Thanks for your help.
We are now trying to add a accelerator backend into tvm, but we encountered problem related to tensorize and reduction. First we defined a “vector add” tensor intrin like this:
shape = (16, ) dtype = 'int16' in1 = tvm.placeholder(shape, dtype, 'in1') in2 = tvm.placeholder(shape, dtype, 'in2') out = tvm.compute(shape, lambda i: in1[i] + in2[i], 'out') in1_buf, in2_buf, out_buf = decl_bufs for tensors def lower_func(ins, outs): din1, din2 = ins[0], ins[1] dout = outs[0] irb = tvm.ir_builder.create() irb.scope_attr(env.nnpu_axis, "coproc_scope", 0) irb.emit(tvm.call_extern("int32", 'NNPU_VAddV', dout.access_ptr('w', 'uint32'), din1.access_ptr('r', 'uint32'), din2.access_ptr('r', 'uint32'), shape[0], )) return irb.get() return tvm.decl_tensor_intrin(out.op, lower_func, name='VAddV', binds={in1: in1_buf, in2: in2_buf, out: out_buf})

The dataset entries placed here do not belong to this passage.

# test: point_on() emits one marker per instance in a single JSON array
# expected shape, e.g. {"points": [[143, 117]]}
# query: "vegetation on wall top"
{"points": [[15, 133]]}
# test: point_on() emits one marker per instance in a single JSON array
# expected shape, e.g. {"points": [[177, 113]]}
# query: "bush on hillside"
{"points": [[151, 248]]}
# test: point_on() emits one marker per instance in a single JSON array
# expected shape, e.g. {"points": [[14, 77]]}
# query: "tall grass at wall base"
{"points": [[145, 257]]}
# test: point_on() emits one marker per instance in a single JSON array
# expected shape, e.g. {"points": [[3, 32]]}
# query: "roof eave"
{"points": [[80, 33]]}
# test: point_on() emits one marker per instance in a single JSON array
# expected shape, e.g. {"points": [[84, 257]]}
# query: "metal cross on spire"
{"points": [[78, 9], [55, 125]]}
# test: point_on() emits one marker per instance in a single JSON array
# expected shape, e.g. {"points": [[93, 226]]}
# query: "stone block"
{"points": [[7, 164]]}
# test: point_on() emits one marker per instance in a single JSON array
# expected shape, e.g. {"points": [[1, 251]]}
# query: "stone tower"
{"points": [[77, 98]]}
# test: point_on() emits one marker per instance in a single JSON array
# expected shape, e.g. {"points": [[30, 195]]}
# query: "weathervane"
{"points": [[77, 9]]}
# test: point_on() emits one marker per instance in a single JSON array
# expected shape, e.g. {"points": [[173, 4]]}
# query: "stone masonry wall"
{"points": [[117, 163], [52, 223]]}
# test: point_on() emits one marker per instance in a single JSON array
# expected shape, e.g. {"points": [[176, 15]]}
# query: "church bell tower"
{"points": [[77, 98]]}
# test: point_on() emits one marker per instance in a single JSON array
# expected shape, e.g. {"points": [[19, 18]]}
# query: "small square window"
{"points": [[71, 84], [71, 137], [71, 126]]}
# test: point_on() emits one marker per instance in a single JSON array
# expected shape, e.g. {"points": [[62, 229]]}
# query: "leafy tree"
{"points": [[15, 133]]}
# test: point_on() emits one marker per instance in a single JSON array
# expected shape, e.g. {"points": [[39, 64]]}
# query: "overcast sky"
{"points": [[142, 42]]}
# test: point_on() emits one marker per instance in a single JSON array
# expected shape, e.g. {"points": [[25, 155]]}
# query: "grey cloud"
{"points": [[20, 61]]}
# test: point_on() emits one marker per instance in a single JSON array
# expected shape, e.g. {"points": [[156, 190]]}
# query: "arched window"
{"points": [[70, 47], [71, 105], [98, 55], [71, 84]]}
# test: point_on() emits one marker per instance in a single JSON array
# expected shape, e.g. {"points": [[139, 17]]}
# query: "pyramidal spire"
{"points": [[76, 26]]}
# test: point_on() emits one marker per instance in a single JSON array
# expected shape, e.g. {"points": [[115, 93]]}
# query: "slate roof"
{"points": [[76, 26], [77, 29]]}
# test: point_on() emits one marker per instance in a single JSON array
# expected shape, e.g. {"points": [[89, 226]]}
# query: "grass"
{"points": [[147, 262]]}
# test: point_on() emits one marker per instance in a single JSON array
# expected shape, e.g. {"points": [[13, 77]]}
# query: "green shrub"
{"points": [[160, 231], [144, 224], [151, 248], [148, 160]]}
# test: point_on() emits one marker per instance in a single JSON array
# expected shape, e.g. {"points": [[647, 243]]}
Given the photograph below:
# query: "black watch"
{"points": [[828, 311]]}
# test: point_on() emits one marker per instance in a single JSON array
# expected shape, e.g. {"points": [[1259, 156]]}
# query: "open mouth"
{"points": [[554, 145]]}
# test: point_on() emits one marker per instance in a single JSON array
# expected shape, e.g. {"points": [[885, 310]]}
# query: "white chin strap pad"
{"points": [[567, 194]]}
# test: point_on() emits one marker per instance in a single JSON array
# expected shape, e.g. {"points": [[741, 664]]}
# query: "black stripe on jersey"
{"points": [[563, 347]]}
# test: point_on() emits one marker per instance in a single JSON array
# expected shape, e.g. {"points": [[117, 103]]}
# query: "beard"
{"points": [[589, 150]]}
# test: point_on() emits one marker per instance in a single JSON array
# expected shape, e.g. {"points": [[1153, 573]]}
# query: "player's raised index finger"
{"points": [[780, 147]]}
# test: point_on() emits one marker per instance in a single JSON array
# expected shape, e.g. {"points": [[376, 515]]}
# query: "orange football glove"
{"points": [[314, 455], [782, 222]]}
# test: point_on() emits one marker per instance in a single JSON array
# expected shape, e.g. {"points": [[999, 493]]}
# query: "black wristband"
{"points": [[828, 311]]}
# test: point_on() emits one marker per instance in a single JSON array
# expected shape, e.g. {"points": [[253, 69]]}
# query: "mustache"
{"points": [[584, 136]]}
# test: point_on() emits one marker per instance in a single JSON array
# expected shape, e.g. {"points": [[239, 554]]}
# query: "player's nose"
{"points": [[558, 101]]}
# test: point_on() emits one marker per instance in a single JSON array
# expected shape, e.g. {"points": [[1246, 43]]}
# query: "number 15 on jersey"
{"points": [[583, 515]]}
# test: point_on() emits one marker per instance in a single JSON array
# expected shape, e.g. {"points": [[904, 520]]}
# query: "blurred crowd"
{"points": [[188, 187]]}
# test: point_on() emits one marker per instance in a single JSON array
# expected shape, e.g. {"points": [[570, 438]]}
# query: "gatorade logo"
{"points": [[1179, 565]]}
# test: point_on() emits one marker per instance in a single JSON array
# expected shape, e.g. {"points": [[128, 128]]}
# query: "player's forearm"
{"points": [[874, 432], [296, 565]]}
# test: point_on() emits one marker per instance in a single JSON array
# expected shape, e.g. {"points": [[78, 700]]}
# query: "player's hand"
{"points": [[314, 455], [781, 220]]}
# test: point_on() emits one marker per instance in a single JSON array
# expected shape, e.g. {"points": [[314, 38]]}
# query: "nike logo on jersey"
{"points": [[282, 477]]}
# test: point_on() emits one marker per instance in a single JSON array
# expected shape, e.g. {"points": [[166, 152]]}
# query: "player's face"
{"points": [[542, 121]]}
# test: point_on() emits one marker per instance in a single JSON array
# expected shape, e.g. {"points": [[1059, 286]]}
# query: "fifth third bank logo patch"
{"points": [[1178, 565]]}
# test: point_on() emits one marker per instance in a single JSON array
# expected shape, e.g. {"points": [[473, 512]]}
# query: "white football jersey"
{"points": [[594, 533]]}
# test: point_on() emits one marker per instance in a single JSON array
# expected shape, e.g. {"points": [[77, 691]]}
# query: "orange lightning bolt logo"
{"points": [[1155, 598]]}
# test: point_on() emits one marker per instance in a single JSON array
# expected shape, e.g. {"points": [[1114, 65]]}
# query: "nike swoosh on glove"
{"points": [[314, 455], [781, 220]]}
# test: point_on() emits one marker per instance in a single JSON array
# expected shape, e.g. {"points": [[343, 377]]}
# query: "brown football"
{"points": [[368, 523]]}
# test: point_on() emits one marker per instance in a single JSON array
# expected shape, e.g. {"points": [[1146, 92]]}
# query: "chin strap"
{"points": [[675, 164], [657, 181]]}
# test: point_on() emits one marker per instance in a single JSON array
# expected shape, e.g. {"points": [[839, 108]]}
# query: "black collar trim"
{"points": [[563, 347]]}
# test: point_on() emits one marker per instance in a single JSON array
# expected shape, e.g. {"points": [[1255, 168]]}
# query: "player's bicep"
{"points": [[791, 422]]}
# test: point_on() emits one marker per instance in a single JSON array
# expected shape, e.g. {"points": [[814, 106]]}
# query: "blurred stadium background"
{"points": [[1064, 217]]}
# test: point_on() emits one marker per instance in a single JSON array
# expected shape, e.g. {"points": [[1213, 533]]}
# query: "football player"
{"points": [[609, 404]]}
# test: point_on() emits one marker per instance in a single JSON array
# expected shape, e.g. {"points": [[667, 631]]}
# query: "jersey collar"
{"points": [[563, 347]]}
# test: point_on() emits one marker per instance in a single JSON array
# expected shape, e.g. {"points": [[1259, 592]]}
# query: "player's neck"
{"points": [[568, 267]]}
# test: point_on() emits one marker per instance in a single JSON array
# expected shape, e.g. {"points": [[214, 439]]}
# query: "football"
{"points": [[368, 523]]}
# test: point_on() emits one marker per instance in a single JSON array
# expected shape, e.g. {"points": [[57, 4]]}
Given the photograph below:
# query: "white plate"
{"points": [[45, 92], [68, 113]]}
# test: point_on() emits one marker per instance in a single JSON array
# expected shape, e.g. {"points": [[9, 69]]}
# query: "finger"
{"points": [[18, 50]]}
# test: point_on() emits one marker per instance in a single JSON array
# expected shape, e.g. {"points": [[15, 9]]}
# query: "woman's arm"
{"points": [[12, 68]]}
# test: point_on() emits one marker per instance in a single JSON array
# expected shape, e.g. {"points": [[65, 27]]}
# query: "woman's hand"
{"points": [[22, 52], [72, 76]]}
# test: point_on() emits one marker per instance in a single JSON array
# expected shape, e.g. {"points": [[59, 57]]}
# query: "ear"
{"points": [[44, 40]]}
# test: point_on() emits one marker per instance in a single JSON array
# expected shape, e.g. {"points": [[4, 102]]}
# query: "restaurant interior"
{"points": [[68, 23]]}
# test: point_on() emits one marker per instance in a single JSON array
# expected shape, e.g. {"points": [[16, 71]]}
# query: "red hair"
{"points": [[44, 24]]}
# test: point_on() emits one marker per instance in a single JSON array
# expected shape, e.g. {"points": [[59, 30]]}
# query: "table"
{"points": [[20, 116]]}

And then we tried to use this “VAddV” intrin to sum all rows of a matrix up like this:
shape = (16, 16) dtype = ‘int16’ A = tvm.placeholder(shape, dtype, ‘A’) A_buf = tensor A copied to accelerator
k = tvm.reduce_axis((0, 16), ‘k’) B_buf = tvm.compute((16, ), lambda i: tvm.sum(a_buf[k, i], k), ‘B_buf’) B_host = tensor B_buf copied back to host
s = tvm.create_schedule(B_host.op) s[B_buf].reorder(s[B_buf].op.reduce_axis[0], s[B_buf].op.axis[0]) s[B_buf].tensorize(s[B_buf].op.axis[0], env.intrins[‘VAddV’])
// other unrelated code are omitted, such as pragma and set_scope.

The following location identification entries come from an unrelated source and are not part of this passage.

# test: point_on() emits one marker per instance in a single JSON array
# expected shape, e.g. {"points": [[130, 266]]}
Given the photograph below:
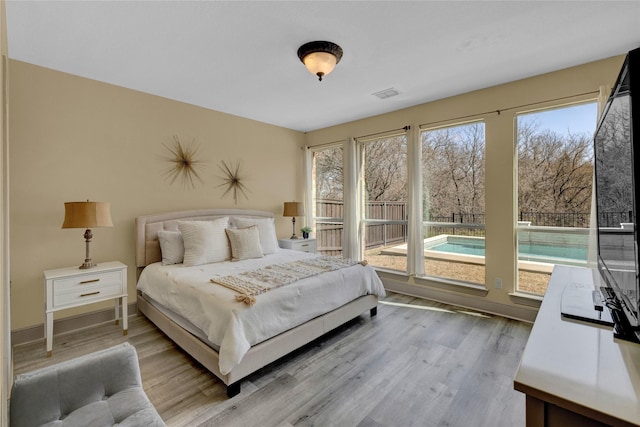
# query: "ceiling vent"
{"points": [[387, 93]]}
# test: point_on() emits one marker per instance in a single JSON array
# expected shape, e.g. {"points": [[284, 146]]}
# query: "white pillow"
{"points": [[245, 243], [205, 241], [171, 246], [266, 230]]}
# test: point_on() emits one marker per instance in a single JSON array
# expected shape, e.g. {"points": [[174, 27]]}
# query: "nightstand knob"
{"points": [[90, 293]]}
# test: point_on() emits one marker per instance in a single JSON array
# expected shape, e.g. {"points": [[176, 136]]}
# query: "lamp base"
{"points": [[87, 264]]}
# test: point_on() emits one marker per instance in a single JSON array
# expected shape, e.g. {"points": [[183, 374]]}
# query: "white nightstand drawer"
{"points": [[86, 295], [306, 246], [74, 287], [87, 280], [302, 245]]}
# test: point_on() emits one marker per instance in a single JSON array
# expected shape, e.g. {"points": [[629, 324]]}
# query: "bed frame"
{"points": [[260, 355]]}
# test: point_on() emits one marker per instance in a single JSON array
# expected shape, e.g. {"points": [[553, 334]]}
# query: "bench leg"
{"points": [[233, 389]]}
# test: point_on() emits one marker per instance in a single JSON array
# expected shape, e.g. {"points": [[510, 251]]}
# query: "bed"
{"points": [[201, 301]]}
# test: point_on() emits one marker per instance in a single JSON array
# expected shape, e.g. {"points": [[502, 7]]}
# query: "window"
{"points": [[384, 210], [453, 202], [555, 172], [328, 200]]}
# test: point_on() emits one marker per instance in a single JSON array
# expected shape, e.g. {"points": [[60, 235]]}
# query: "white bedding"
{"points": [[233, 325]]}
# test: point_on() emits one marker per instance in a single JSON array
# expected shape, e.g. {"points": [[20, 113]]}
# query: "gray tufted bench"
{"points": [[98, 389]]}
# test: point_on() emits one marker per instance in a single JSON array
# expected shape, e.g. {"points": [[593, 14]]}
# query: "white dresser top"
{"points": [[579, 365]]}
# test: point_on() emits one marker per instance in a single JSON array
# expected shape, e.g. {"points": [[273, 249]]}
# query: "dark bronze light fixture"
{"points": [[320, 57]]}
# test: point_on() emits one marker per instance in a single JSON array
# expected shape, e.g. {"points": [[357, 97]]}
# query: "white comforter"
{"points": [[233, 325]]}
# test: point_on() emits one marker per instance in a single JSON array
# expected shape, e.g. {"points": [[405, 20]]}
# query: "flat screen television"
{"points": [[617, 159]]}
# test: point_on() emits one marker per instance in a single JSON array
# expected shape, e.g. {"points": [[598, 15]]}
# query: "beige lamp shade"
{"points": [[293, 209], [320, 63], [87, 215]]}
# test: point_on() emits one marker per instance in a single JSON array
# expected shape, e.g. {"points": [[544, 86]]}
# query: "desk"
{"points": [[575, 373]]}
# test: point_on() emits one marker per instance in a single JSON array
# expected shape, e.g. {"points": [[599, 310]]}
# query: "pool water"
{"points": [[525, 250]]}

print(nnpu.lower(s, [a, B_host], simple_mode=True))
Then the lower phrase fails with error:
Traceback (most recent call last): File "test_batch_reduce.py", line 52, in <module> test() File "test_batch_reduce.py", line 28, in test print(nnpu.lower(s, [a, b_host], simple_mode=True)) File "/home/jian/repositories/tvm/nnpu/python/nnpu/build_module.py", line 66, in lower return tvm.lower(*args, **kwargs) File "/home/jian/environments/tvm-env/local/lib/python2.7/site-packages/tvm-0.5.dev0-py2.7-linux-x86_64.egg/tvm/build_module.py", line 341, in lower stmt = schedule.ScheduleOps(sch, bounds) File "/home/jian/environments/tvm-env/local/lib/python2.7/site-packages/tvm-0.5.dev0-py2.7-linux-x86_64.egg/tvm/_ffi/_ctypes/function.py", line 185, in __call__ ctypes.byref(ret_val), ctypes.byref(ret_tcode))) File "/home/jian/environments/tvm-env/local/lib/python2.7/site-packages/tvm-0.5.dev0-py2.7-linux-x86_64.egg/tvm/_ffi/base.py", line 68, in check_call raise TVMError(py_str(_LIB.TVMGetLastError())) tvm._ffi.base.TVMError: [10:59:17] /home/jian/repositories/tvm/src/op/tensorize.cc:195: Check failed: inputs.size() == intrin->inputs.size() (1 vs. 2)
the IR code before tensorize is:
produce b_buf { for (i.init, 0, 16) { a_buf[(i.init + 256)] = (int16)0 } for (k, 0, 16) { for (i, 0, 16) { a_buf[(i + 256)] = (a_buf[((k*16) + i)] + a_buf[(i + 256)]) } } }
Even if we returned a 3-tuple expressing (body, init, update), it failes too.
I wonder is it possible to do a tensorized reduction in some way with tvm? I thought it is a pretty resonable usage. Thanks sincerely!